The most common misconception among corporate communications and marketing groups is that their blogs need to be fascinating, or interesting, or controversial. The only things required are that they be timely, give the reader some mechanism for feedback and that they meet the expectations set by their authors. If your local car dealer wants to start a blog that lists this week's specials, that is completely appropriate as long as he sets expectations, meets them and responds when he hears feedback from his readers. That latter circumstance is the most important. In each of our businesses, our customers and potential customers want things from us that they are not yet getting. If we give them a public, timely forum based on internet standards (as opposed to proprietary message boards common over the last ten years), they will tell us exactly what we can do to sell to them more effectively.


Time Crunch Drives Advertising Innovation

USA Today has a terrific "trends roundup" article on new forms of advertising. According to Theresa Howard, It's not just the internet, but the availability of many new ways to get the news and information you need, from cell phones to news feeds, from DVRs to iPods, that is allowing consumers to skip time-wasting advertisments.

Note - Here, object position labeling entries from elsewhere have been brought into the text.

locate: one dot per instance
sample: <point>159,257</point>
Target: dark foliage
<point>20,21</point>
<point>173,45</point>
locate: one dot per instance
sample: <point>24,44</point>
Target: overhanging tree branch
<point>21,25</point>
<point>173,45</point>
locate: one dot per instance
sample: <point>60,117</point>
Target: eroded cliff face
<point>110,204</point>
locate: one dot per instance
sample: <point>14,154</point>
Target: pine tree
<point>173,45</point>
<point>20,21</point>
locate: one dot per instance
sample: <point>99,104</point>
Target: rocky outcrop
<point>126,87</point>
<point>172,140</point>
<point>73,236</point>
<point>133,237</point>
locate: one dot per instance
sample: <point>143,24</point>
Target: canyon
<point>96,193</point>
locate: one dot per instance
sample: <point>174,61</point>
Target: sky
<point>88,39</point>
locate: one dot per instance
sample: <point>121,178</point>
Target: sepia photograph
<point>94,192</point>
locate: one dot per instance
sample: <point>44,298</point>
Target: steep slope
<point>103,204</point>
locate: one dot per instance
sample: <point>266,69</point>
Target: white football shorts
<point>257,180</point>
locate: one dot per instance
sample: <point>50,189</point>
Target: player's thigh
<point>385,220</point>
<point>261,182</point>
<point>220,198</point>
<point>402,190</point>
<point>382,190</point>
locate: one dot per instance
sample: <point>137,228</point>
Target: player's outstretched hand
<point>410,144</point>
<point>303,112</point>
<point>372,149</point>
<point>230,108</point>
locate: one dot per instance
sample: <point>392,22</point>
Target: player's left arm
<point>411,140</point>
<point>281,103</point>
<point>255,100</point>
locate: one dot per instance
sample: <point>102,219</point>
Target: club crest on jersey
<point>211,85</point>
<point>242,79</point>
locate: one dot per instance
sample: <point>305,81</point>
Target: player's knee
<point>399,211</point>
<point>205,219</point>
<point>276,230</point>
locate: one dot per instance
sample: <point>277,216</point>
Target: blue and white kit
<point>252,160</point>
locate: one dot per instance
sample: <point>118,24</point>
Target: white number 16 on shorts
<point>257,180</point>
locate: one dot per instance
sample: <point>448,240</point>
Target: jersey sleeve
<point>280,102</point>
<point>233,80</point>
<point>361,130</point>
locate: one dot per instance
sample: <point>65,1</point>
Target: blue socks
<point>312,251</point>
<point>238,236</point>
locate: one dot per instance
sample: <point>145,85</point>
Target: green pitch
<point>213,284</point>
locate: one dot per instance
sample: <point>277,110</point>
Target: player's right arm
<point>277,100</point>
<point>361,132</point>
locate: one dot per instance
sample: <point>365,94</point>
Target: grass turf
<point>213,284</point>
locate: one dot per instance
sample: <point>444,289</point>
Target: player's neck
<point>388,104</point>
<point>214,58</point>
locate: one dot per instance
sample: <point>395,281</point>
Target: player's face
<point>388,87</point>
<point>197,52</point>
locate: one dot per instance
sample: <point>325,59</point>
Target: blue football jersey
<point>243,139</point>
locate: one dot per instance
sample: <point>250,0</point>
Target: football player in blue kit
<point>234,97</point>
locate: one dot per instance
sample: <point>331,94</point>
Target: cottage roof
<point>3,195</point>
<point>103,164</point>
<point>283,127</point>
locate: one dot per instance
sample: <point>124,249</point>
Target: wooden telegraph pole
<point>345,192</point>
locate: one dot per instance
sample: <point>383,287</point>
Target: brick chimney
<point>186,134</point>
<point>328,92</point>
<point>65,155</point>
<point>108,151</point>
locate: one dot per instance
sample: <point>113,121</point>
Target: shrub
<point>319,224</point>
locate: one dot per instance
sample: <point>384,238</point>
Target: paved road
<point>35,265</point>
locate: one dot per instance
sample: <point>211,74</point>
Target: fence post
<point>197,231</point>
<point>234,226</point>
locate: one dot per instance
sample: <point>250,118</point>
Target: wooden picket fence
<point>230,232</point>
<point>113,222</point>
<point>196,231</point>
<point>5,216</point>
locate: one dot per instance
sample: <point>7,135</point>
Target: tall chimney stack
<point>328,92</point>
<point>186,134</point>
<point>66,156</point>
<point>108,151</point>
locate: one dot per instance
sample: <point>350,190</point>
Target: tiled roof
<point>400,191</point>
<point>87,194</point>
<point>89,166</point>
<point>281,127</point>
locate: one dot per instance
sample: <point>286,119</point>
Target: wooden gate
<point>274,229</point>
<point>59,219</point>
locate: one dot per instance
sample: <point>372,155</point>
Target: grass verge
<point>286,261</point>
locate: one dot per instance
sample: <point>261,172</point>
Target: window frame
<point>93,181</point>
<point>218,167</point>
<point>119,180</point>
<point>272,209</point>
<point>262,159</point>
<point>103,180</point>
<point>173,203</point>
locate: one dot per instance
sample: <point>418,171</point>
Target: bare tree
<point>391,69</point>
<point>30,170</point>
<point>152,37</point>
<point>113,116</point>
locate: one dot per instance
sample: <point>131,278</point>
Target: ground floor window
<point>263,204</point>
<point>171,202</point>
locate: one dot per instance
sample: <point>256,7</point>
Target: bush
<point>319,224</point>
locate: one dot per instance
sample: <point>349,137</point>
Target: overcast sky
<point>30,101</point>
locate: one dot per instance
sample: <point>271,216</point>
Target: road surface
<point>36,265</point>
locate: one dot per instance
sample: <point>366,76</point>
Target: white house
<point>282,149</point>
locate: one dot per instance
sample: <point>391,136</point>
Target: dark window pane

"People are so busy, overdone, overworked and over committed," says [Faith] Popcorn. "If I can watch Desperate Housewives without commercials, I can watch it in 40% of the programmed time."

...If the number of entries at Cannes this year is any indicator, the prominence of TV ads may be waning even here. Entries in the "film" ad competition, long the glitziest category, dropped 2% to 4,995, while the number of entries overall is up 18% to 22,101....

Some observers see a future of ad campaigns that include TV spots, but as part of a creative mix of media that work together. A campaign might also include elements that reach consumers spending more of their time on the Web, on mobile phones, reading text messages or playing video games. And TV spending might be split between commercials and product placement that DVR users can't skip over. "Today you need a great idea, and you can work out which media types will reflect it," TBWA's [John] Hunt says.

The advertisers to watch, says Howard, are Burger King, Pepsi One, BMW Mini Cooper, and Anheuser-Busch, which recently hired JibJab, "the shop behind the This Land presidential election spoof that spread across the Web to an estimated 80 million viewers last fall."